「開館120周年記念 特別展覧会 国宝」展(京都国立博物館):仏画編 [美術展]

国宝展 京博.jpg
開館120周年記念 特別展覧会 国宝
2017年10月3日(火)~11月26日(日)
京都国立博物館 平成知新館

お気に入りとの再会と新しい出会いを楽しみにⅡ期とⅣ期の2回足を運びました。お祭りみたいなものだから混雑は想定内。これだけランダムに名品が並ぶと自分の好みがよーくわかります。やっぱり仏画の前で足がとまりました。

・釈迦金棺出現図(京都国立博物館)
涅槃に入られたお釈迦様がイエスキリストのようによみがえった場面を描いています。涅槃図といえばお釈迦様は横たわっているのでとても珍しい構図。周りに集まっている衆生もこころなしかビックリしているように見えました。その人物の何人かに小さく名前が書きこまれているのを単眼鏡で見つけて急に親近感。“〇〇さん、よかったね!”と一緒に喜びたくなりました。名前って大事ですね。

釈迦金棺出現図.jpg


釈迦如来像(赤釈迦)(京都・神護寺)
いならぶ仏画の中でも神秘度が極まっていて、博物館の中にも関わらず抑えようもない霊力を発散していました。すべて見透かすようなまなざしで、男性にも女性にもみえる高貴なお顔。近寄りがたく畏れ多く、美しいけれど美術品とはなりえない生きている仏画です。切れ長の目をよくよくみると黒目には赤い縁取り、白目の目尻には青が入っています。赤い衣に施された截金もめちゃくちゃ手が込んでいます。

千手観音像(東京国立博物館)
千手観音は多くの手をどう処理するかが難しいので、仏像も仏画もあまりグッときません。でもこの千手観音は多手を破綻なくまとめて、違和感がありません。東博の所蔵なのに今までその存在を知りませんでした。嬉しい出会いです。

・両界曼荼羅図(京都・教王護国寺)
東寺の暗くて狭い宝物館でみるのとは全く違ってみえました。華々しいステージでパワー全開、きらきらして鮮やかで圧倒されます。これが9世紀の作なんて信じられません。当時これだけのものを造る技術があったという事実に、そして21世紀の現代まで1200年もその威力を失わずに伝えられてきた事実に、ただただひれ伏すしかありません。解説によると中国製という説もあるそうです。そうかもしれないな、と腑に落ちました。

十二天像(京都国立博物館)
この京博の十二天像はあまり良さがわかりません(以前の記事)。平安時代後期の1127年に描かれ、東寺(教王護国寺)での儀式に使われていました。当時の貴族好みの濃厚な耽美主義的作風といわれていて、贅は尽しているけれど、退廃的で気持ちが悪いのです。この十二天像をみると、この後、貴族社会が崩壊していくのも予感できるような気がします。世紀末的というか末法の世というか、ひとつの時代が終わっていくのを象徴しているような仏画です。
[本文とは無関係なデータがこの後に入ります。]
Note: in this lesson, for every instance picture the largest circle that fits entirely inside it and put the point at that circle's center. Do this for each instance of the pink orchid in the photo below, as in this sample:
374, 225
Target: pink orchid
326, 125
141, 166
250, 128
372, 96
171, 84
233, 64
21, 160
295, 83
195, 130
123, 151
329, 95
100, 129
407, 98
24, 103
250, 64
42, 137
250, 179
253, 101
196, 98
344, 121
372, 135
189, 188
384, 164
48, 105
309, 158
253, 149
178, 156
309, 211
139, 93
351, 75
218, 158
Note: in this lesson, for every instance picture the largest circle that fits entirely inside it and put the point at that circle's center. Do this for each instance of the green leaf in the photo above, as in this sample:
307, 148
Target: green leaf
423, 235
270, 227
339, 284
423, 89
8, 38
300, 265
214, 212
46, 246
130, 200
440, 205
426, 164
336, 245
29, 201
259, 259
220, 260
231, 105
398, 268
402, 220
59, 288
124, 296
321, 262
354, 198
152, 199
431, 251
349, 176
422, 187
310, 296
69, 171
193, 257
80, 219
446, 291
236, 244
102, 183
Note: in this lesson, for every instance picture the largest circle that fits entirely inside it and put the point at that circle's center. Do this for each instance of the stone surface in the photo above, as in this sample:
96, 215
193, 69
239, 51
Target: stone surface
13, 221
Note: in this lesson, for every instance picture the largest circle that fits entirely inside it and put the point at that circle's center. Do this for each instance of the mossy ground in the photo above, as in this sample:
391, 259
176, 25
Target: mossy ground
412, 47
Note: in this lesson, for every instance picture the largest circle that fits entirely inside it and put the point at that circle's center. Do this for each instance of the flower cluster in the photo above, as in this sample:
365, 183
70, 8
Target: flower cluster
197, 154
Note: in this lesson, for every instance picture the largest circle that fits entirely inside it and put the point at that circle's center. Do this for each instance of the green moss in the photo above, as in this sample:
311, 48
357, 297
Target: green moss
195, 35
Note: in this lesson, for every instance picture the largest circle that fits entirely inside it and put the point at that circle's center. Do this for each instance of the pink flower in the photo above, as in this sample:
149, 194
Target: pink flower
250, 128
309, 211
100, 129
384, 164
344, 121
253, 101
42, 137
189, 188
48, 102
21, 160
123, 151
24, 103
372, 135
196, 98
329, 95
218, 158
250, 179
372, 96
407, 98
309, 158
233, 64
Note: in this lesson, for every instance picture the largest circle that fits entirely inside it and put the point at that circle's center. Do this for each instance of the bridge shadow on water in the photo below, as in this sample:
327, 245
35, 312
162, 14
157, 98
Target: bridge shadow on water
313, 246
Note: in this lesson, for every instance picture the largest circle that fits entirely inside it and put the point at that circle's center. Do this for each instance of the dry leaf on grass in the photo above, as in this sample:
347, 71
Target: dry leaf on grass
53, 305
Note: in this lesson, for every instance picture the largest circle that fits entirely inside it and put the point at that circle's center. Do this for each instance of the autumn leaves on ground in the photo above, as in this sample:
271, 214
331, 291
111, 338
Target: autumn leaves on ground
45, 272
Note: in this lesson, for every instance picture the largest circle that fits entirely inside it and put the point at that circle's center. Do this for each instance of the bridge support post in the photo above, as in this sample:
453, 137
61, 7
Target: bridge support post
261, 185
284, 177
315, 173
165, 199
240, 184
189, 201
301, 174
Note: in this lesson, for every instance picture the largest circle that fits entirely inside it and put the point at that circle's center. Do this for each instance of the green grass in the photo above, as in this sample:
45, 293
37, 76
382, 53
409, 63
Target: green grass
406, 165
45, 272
孔雀明王像(東京国立博物館)、十一面観音像(奈良国立博物館)
今回、出品された仏画13点のうち、国立博物館の所蔵するものが7点。明治の廃仏毀釈でお寺から放出され、国立博物館の所蔵となっている仏像や仏画は少なくありません。この2点の解説文にはその来歴が記されていました。孔雀明王像は「高野山→井上馨→原三渓→東博」、十一面観音像は「法起寺→井上馨→益田鈍翁→奈良博」と次々と所蔵者が変わっています。なんだか複雑な気持ちになりますね。お金で売買するようなものではないと思うけど、お寺を救ったのも事実だからなぁ。